El montón de deuda en que incurrieron los gobiernos locales chinos es visto como una importante amenaza para la segunda mayor economía del mundo dado que se estima que entre un 20 y 30% de los créditos están considerados como en riesgo de caer en cesación de pagos.

El funcionario del banco central, que declinó ser identificado debido a que no está autorizado a hablar con los medios, restó importancia a los riesgos de la deuda de los gobiernos locales para la economía china.

" Aunque algunos proyectos son construcciones de elefantes blancos sin ningún flujo de caja, China tiene una posición fiscal muy saludable y es capaz de abordar los riesgos", dijo el funcionario.

La cifra de 9 billones de yuanes dada por el funcionario está bien por debajo de las estimaciones de algunos analistas de que los gobiernos locales chinos habían pedido hasta 14 billones de yuanes.

Analistas habían apuntado a una cifra de 14 billones de yuanes basados en recientes dichos del banco central chino de que menos del 30% de los préstamos en circulación del país habían ido a los gobiernos locales a fines del 2010.
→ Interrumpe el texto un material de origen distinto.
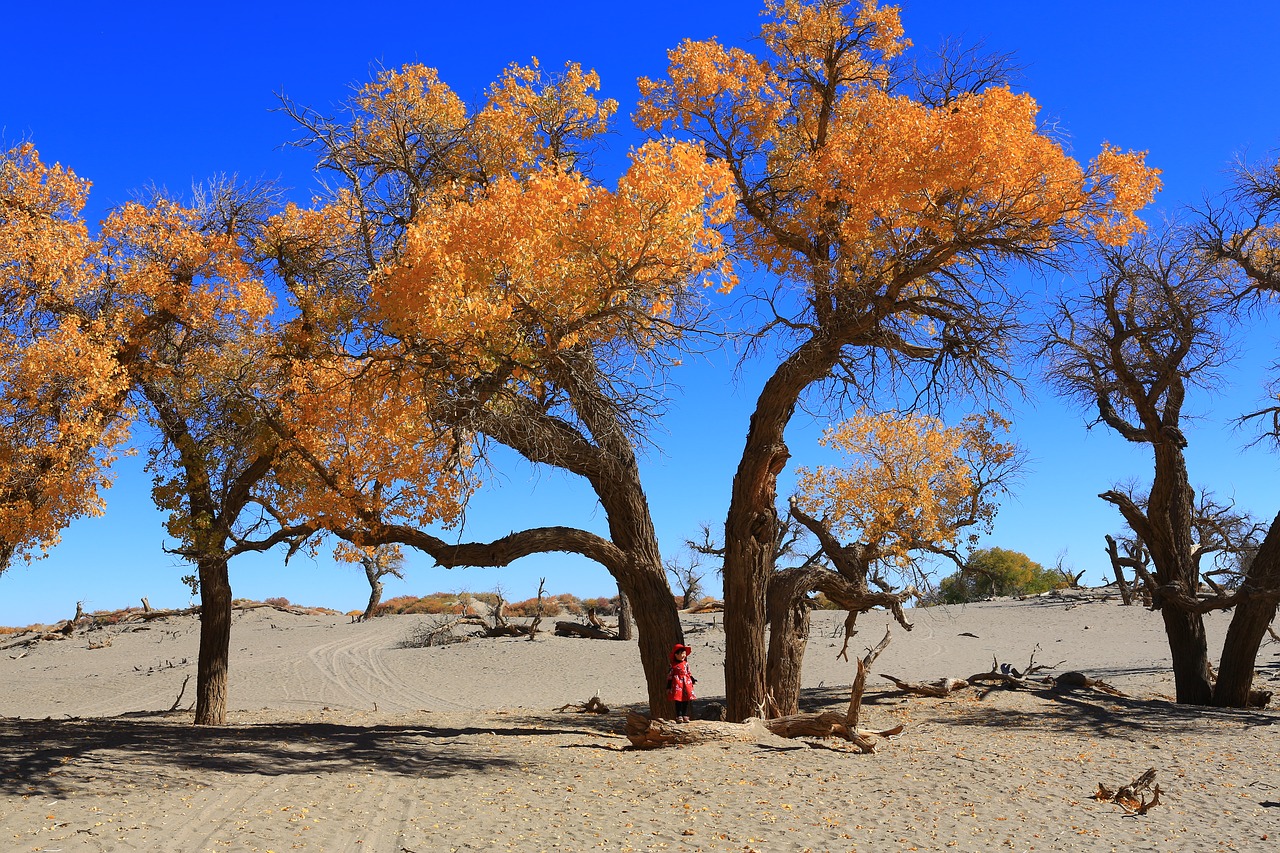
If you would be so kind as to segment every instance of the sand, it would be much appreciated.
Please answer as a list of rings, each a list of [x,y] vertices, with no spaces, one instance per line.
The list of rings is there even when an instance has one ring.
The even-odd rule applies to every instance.
[[[1158,615],[1027,601],[909,617],[876,674],[964,678],[1034,652],[1130,698],[931,699],[873,675],[863,725],[905,726],[876,754],[636,751],[622,735],[645,695],[631,643],[399,648],[425,617],[255,610],[232,633],[232,725],[196,730],[196,621],[122,625],[0,651],[0,850],[1280,849],[1280,712],[1171,703]],[[719,620],[685,616],[698,704],[723,695]],[[847,704],[840,621],[815,615],[805,710]],[[851,648],[887,624],[864,616]],[[1211,648],[1225,628],[1210,617]],[[1260,686],[1276,686],[1280,646],[1258,663]],[[593,694],[613,712],[557,711]],[[1146,815],[1092,798],[1148,767],[1164,793]]]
" Una cifra de 9 billones de yuanes es relativamente razonable mientras que una cifra de 14 billones es demasiado grande", agregó el funcionario.

Pese a los extendidos temores de los inversionistas sobre los pasivos de los gobiernos locales chinos, Pekín ha sido hermético sobre la situación, en parte porque hay investigaciones en curso.

Dos fuentes comentaron a Reuters el mes pasado que Pekín había definido que los gobiernos locales habían pedido cerca de 10 billones de yuanes tras meses de investigación.

Para sanear ese desorden de las finanzas locales, las fuentes comentaron que los reguladores chinos planeaban sacar de 2 a 3 billones de yuanes en deuda de los libros de los gobiernos locales, y podrían obligar a los cuatro grandes bancos del país a compartir con Pekín algunas de las pérdidas en que incurrió por las deudas impagas.